Dow futures fell 103, or 1 percent, to 9,953. Standard & Poor's 500 index futures fell 11.60, or 1.1 percent, to 1,058.40. Nasdaq 100 index futures fell 17.50, or 1 percent, to 1,783.00.
Bond prices rose, extending Thursday's gains when investors dumped anything seen as risky, including stocks and commodities. The yield on the benchmark 10-year Treasury note, which moves opposite its price, fell to 3.18 percent from 3.22 percent late Thursday.
Crude oil dropped 60 cents to $70.20 per barrel in electronic trading on the New York Mercantile Exchange. Gold prices fell.
Friday's trading could see added fractiousness because of the expiration of options contracts.
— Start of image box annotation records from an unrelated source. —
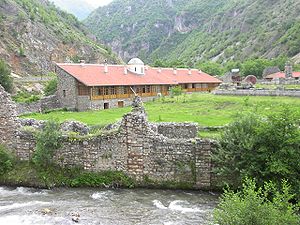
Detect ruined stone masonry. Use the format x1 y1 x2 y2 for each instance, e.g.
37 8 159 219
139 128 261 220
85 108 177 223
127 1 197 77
0 86 213 189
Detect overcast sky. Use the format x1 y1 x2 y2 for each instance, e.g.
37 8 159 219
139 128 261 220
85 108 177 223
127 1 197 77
86 0 112 7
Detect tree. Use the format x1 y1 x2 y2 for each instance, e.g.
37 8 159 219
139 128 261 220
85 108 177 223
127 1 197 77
214 179 300 225
170 86 182 101
241 58 272 78
0 60 13 93
196 62 224 75
213 109 300 199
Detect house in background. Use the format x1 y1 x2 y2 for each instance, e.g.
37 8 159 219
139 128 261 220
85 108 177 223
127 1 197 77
265 64 300 81
55 58 221 111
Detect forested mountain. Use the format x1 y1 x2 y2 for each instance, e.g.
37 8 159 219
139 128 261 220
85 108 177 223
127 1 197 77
84 0 300 66
51 0 95 20
0 0 118 75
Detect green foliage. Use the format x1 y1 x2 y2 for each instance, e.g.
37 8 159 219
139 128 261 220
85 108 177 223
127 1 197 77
44 78 58 96
12 0 120 62
19 45 25 57
32 120 62 168
214 179 300 225
170 86 183 97
70 171 134 188
12 91 41 103
0 145 14 176
213 109 300 199
84 0 300 64
0 59 13 93
196 62 224 75
23 93 300 129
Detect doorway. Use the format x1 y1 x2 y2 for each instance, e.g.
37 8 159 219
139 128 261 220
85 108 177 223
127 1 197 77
118 101 124 108
104 102 109 109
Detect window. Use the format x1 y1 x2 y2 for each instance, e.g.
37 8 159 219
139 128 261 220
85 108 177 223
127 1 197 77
104 87 109 95
104 102 109 109
118 101 124 108
97 87 103 96
78 85 90 95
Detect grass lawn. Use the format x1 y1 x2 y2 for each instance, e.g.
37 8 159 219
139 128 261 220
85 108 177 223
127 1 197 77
23 93 300 126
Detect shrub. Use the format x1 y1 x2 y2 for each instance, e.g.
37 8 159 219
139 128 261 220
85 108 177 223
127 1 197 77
44 79 57 96
170 86 183 101
0 60 13 93
214 179 300 225
12 91 41 103
0 145 13 175
32 120 62 168
213 109 300 199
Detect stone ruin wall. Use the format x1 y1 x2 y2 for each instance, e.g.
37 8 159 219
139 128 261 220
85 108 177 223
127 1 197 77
213 89 300 97
0 85 214 189
0 85 19 147
16 95 61 115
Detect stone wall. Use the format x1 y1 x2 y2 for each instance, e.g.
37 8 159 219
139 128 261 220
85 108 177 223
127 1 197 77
0 88 213 189
16 95 61 115
0 85 19 148
213 89 300 97
151 122 198 139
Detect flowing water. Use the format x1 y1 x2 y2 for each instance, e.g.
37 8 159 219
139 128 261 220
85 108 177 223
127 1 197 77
0 187 218 225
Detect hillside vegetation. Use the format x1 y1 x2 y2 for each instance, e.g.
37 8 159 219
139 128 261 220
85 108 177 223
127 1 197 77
0 0 119 76
85 0 300 66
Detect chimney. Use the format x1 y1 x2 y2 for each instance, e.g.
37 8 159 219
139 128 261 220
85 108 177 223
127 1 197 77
173 68 177 75
104 63 108 73
284 62 293 78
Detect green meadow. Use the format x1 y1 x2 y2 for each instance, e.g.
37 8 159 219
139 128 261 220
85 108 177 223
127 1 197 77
22 93 300 136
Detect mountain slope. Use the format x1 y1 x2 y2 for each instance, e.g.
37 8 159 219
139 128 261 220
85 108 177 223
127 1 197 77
84 0 300 65
0 0 119 75
51 0 95 20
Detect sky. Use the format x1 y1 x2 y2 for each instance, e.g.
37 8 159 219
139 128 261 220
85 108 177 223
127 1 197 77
86 0 113 7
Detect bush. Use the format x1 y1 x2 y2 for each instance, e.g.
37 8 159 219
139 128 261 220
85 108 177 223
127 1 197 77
0 145 13 175
214 179 300 225
0 60 13 93
170 86 183 101
44 79 57 96
213 109 300 199
12 92 41 103
32 120 62 168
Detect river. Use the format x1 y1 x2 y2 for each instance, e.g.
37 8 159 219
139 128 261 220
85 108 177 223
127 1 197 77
0 187 218 225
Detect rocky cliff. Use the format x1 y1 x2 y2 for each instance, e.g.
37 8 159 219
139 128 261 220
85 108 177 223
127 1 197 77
85 0 300 65
0 0 120 76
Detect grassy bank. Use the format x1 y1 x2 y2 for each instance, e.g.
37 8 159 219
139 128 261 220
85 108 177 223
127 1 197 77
23 93 300 138
24 94 300 126
0 162 135 188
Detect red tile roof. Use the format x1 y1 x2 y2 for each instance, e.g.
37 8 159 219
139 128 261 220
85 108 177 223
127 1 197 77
56 63 222 86
266 72 300 79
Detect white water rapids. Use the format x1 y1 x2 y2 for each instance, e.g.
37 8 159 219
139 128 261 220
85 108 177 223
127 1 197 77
0 187 217 225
A slide at the open could push the Dow below the psychological benchmark
of 10,000. The index fell below that level on May 6, when it lost
nearly 1,000 points in an afternoon rout that was the biggest ever
intraday slide. Regulators have said they are still unclear what caused
the brief drop.
Even with the drop of 12 percent from its 2010 high, the S&P 500
index is still up 58 percent from the March 2009 bottom and is down 31.5
percent from its record close of 1,565 in October 2007.
Corrections can be scary but they can be good for markets. Analysts say
major stock indexes had become overheated in their climb from a 12-year
low in March 2009. Corrections also aren't unusual. Drops of 10 percent
occur in most years and don't necessarily that stocks will keep sliding.